I guess I’ve been this way all my life. By the time I was eight or nine, I knew all the words to all the songs in The Desert Song. A couple years ago, I read straight through The Oxford Companion to the American Musical, and then I read The Cambridge Companion, too. On holidays when I'm home, I like to watch Gilbert and Sullivan operettas all day, five or six in a row. Sometimes I wake up in the middle of the night with a song from some show or other going through my head. It can take me half the day to figure out where it came from. I also listen to musicals when I walk in the morning. This week it’s The Boys from Syracuse; next week, it’s likely to be anything from Movin’ Out to Once Upon a Mattress to Hairspray.

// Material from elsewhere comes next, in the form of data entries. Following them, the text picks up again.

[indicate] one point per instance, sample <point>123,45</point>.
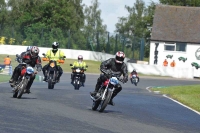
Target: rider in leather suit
<point>31,58</point>
<point>117,66</point>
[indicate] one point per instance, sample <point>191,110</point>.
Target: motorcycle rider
<point>31,58</point>
<point>54,54</point>
<point>79,63</point>
<point>116,65</point>
<point>134,72</point>
<point>19,58</point>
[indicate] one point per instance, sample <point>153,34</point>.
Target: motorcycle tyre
<point>50,83</point>
<point>95,105</point>
<point>76,85</point>
<point>106,101</point>
<point>15,94</point>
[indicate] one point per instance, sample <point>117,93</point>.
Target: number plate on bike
<point>114,80</point>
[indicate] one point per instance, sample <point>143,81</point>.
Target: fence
<point>106,42</point>
<point>6,70</point>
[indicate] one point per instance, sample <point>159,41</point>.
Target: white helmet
<point>29,48</point>
<point>119,57</point>
<point>80,58</point>
<point>55,45</point>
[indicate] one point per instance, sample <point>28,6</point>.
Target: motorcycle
<point>77,71</point>
<point>52,73</point>
<point>20,87</point>
<point>104,94</point>
<point>134,79</point>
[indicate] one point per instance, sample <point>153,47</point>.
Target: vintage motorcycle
<point>20,87</point>
<point>104,94</point>
<point>52,72</point>
<point>77,71</point>
<point>134,79</point>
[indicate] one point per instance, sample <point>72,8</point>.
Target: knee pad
<point>118,88</point>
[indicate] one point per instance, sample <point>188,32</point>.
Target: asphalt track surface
<point>65,110</point>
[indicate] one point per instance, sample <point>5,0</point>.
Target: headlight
<point>78,70</point>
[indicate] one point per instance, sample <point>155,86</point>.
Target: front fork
<point>106,90</point>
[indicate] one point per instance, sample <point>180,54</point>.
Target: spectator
<point>165,63</point>
<point>173,64</point>
<point>7,61</point>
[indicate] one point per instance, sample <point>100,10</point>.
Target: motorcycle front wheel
<point>76,84</point>
<point>22,87</point>
<point>50,82</point>
<point>106,101</point>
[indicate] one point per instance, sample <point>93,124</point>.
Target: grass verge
<point>188,95</point>
<point>93,66</point>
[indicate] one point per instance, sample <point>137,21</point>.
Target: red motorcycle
<point>20,87</point>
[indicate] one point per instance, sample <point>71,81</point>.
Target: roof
<point>176,24</point>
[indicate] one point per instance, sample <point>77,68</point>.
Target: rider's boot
<point>45,78</point>
<point>58,79</point>
<point>111,100</point>
<point>96,90</point>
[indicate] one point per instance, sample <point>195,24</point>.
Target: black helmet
<point>55,45</point>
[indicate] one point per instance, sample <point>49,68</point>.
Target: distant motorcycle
<point>52,73</point>
<point>104,94</point>
<point>77,71</point>
<point>20,87</point>
<point>134,79</point>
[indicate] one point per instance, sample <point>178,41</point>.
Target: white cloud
<point>112,9</point>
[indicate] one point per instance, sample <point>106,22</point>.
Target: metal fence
<point>133,46</point>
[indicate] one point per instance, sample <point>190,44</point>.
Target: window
<point>169,46</point>
<point>175,47</point>
<point>181,47</point>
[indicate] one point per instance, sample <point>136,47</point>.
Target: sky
<point>112,9</point>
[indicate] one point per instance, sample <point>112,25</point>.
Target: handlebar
<point>111,74</point>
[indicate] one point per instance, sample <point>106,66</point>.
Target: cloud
<point>112,9</point>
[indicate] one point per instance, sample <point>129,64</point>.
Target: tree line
<point>78,26</point>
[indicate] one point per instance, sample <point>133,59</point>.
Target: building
<point>176,36</point>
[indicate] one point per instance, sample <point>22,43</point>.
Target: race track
<point>65,110</point>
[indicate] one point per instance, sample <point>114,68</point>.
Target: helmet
<point>119,57</point>
<point>29,48</point>
<point>80,58</point>
<point>34,51</point>
<point>55,45</point>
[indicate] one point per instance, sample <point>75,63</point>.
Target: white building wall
<point>189,54</point>
<point>177,72</point>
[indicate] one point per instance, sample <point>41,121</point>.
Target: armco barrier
<point>176,72</point>
<point>7,70</point>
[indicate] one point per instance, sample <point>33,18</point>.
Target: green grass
<point>188,95</point>
<point>4,78</point>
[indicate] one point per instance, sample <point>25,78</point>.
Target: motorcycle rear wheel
<point>50,82</point>
<point>106,101</point>
<point>95,105</point>
<point>76,85</point>
<point>22,87</point>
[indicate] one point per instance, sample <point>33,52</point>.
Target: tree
<point>194,3</point>
<point>43,21</point>
<point>94,29</point>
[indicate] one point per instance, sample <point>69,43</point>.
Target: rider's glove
<point>125,79</point>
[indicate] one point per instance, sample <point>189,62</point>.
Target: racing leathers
<point>54,55</point>
<point>29,60</point>
<point>117,68</point>
<point>81,64</point>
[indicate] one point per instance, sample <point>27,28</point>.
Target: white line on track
<point>148,88</point>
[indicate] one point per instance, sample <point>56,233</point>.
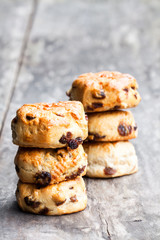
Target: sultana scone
<point>48,166</point>
<point>56,199</point>
<point>52,125</point>
<point>111,126</point>
<point>108,160</point>
<point>104,91</point>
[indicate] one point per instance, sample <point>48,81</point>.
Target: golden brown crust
<point>105,90</point>
<point>56,199</point>
<point>108,160</point>
<point>111,126</point>
<point>50,125</point>
<point>48,166</point>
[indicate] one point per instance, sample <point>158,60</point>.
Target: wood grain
<point>73,37</point>
<point>14,17</point>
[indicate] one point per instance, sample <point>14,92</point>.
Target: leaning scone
<point>53,125</point>
<point>57,199</point>
<point>48,166</point>
<point>111,126</point>
<point>104,91</point>
<point>107,160</point>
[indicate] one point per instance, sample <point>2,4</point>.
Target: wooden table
<point>44,46</point>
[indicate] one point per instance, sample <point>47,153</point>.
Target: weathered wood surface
<point>14,17</point>
<point>69,38</point>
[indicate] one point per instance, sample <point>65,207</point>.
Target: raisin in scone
<point>108,160</point>
<point>48,166</point>
<point>56,199</point>
<point>104,91</point>
<point>52,125</point>
<point>111,126</point>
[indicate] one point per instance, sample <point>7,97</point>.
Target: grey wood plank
<point>69,38</point>
<point>14,17</point>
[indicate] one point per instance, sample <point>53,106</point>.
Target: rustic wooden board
<point>69,38</point>
<point>14,19</point>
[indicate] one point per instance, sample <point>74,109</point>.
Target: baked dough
<point>57,199</point>
<point>108,160</point>
<point>104,91</point>
<point>111,126</point>
<point>52,125</point>
<point>49,166</point>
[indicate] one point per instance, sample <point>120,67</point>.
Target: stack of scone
<point>102,94</point>
<point>50,161</point>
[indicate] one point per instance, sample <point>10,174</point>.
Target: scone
<point>57,199</point>
<point>111,126</point>
<point>105,91</point>
<point>48,166</point>
<point>108,160</point>
<point>53,125</point>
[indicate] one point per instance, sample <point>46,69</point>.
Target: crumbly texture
<point>108,160</point>
<point>57,199</point>
<point>53,125</point>
<point>48,166</point>
<point>104,91</point>
<point>111,126</point>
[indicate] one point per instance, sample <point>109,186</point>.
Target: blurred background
<point>46,44</point>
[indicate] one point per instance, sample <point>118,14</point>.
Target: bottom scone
<point>57,199</point>
<point>107,160</point>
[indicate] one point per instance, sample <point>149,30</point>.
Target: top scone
<point>105,91</point>
<point>52,125</point>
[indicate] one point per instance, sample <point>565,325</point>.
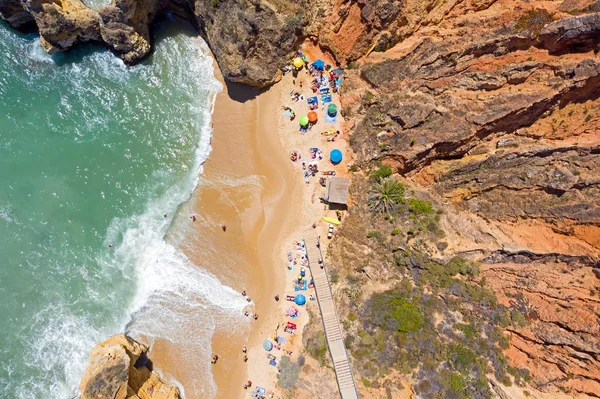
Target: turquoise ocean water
<point>93,153</point>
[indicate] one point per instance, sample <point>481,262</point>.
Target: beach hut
<point>335,156</point>
<point>303,121</point>
<point>298,62</point>
<point>268,345</point>
<point>332,109</point>
<point>319,64</point>
<point>300,300</point>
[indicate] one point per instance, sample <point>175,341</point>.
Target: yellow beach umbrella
<point>330,220</point>
<point>298,63</point>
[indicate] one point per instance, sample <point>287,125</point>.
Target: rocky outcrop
<point>492,108</point>
<point>572,34</point>
<point>558,344</point>
<point>119,369</point>
<point>250,39</point>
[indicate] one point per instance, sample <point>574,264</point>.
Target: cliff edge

No, my mind is not warped. Not much. Yes, musical theater makes me un-in-one-breath-utterably happy. (I stole that nice compound adverb from Ben Jonson’s Every Man in His Humour, 1598.)

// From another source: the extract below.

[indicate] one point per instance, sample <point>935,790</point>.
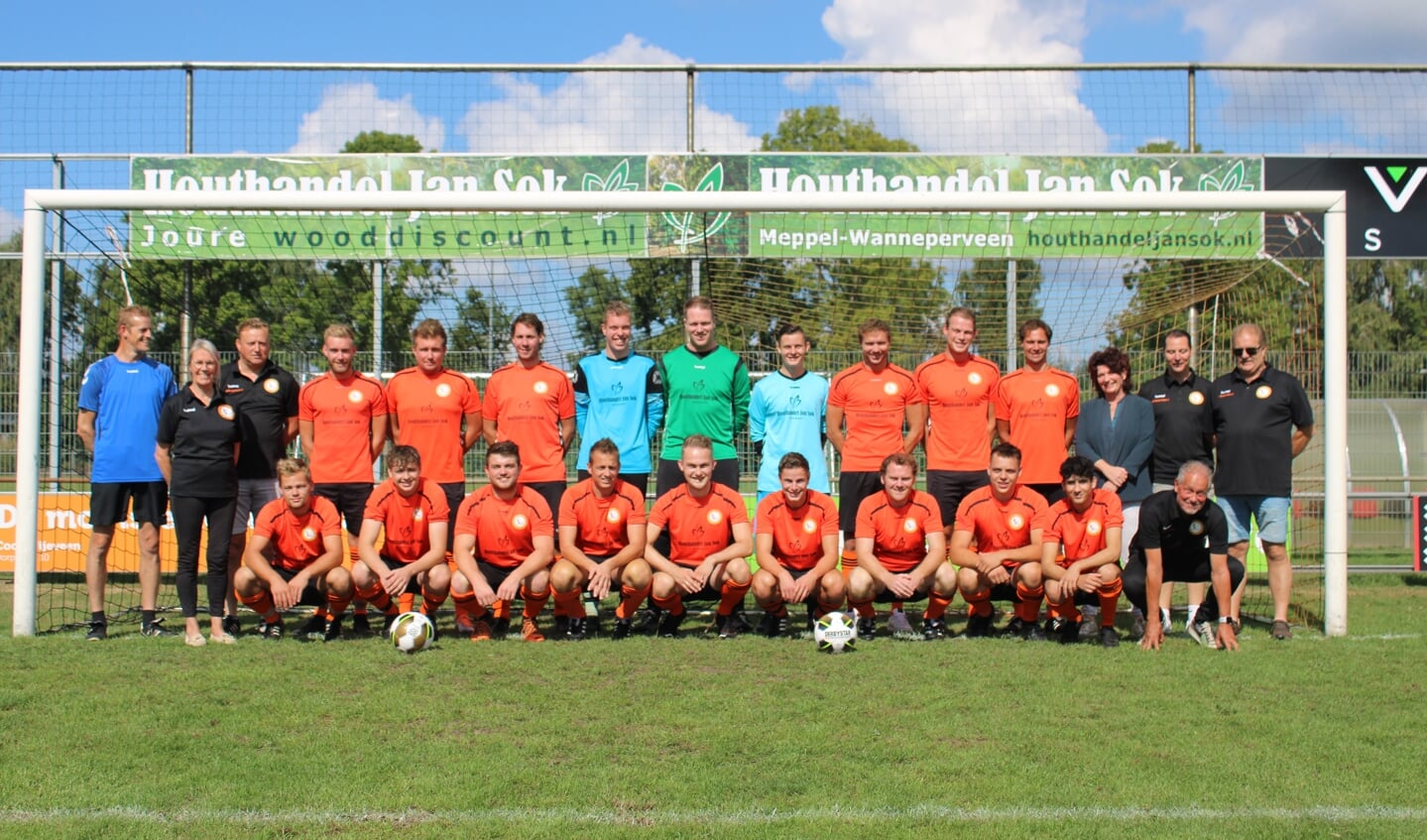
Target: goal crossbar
<point>1333,204</point>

Speaking of 1598, I also (of course) watch a lot of plays by Jonson’s friend and rival, Will Shakespeare. I've read Shakespeare. All of Shakespeare. I majored in Shakespeare for two graduate degrees. I've read a lot of Shakespeare criticism, too, but most of that's best forgotten. Shakespeare wrote his plays to be performed by living actors, and that's why I prefer live productions, like those by Shakespeare by the Sea, a local company. But I also have a whole shelf of Shakespeare DVDs. And I regularly thank the Goddess for Netflix and the BBC Shakespeare productions from the early 1980s. On the same shelf with my Shakespeare DVDs are Shakespeare in Love, Rosencrantz and Guildenstern Are Dead, Angels in America, and The Red Violin. (Don't laugh. I also have Sondheim and Gilbert and Sullivan on the same shelf, with O Brother, Where Art Thou? right in between them. This made my son just shake his head.)

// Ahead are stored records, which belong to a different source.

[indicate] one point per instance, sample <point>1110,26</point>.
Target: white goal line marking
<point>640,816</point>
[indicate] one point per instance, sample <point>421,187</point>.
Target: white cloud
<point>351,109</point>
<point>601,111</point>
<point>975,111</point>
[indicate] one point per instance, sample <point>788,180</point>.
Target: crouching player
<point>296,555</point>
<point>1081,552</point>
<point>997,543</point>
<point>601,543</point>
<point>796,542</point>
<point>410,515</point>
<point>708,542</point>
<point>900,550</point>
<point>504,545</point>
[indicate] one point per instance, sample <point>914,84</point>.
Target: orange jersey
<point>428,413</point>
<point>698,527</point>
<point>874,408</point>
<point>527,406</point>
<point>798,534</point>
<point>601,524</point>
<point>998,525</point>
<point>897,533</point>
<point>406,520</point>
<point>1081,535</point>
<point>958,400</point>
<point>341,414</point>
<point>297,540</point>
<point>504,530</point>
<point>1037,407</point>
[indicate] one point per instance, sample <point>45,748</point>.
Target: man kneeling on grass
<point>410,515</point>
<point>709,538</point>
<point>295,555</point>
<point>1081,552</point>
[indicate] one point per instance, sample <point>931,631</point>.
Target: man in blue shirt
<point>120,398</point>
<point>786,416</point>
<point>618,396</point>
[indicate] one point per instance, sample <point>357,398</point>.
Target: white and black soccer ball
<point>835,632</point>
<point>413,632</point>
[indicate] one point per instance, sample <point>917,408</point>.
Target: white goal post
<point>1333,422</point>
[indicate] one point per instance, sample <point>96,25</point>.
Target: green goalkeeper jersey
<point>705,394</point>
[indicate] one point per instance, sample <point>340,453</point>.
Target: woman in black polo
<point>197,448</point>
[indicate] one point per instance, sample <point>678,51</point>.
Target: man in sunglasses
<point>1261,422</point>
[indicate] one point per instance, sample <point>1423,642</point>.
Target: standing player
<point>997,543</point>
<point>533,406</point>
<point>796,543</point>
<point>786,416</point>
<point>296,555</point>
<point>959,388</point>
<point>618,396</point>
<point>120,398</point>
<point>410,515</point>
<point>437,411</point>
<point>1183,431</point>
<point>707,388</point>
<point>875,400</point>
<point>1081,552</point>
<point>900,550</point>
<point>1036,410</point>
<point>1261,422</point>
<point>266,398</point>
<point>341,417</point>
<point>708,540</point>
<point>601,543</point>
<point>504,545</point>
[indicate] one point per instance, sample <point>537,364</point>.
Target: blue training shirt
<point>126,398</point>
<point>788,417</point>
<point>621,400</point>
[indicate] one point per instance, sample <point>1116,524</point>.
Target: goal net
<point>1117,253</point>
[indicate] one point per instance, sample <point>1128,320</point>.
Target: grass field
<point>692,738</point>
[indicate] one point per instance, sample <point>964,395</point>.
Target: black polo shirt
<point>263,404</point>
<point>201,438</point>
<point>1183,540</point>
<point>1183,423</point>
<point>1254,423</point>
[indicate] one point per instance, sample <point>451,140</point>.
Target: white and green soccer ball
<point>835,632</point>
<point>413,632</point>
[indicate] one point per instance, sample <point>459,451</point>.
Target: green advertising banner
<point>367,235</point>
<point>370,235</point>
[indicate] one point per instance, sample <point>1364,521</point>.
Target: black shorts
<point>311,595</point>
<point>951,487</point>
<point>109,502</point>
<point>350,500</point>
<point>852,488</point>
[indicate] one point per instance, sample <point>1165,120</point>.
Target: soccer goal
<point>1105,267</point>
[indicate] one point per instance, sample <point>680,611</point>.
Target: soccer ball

I like traditional productions like the BBC series from the early '80s, but I have no objection to modernized versions, like Shakespeare Retold and Kenneth Branagh’s movies. I’m also a big fan of both RSCs—the Royal Shakespeare Company and the Reduced Shakespeare Company. The first time I went to a Renaissance faire, I was a newly-hatched Ph.D. "Oh," I kept saying, "this isn't right. That's not right." I thought I knew everything about Elizabethan and Jacobean England. Hah! I'm a lot mellower now. Othello as a London policeman bothers me not at all anymore, nor does an As You Like It set in Japan. I even like Baz Luhrmann's Romeo + Juliet. And I recently saw an amazing production-- Fleetwood Macbeth. Yes, the Scottish play and music by Fleetwood Mac. It was burlesque, standup comedy, and parody--but they also followed Shakespeare's plot. At the end, when they chop off Macbeth's head? In this production, they put the head on a platter on a table ... and the actor started telling more jokes. Very strange. Loud applause.
I like to watch something Shakespearean every week or so. It’s fun, for example, to watch two versions of Love’s Labour’s Lost—Branagh’s musical version and a BBC version set in the late 18th century—on the same night. Or two of my favorite Shakespeare plays, The Winter’s Tale (the RSC production) and A Midsummer Night’s Dream (the 1999 movie set in Italy). Once I watched all the history plays in a row. That took nearly a week. I had my Riverside Shakespeare open in my lap so I could read the footnotes and was thus reminded that Shakespeare was pretty much reinventing history for the propaganda machine of the Tudor police state.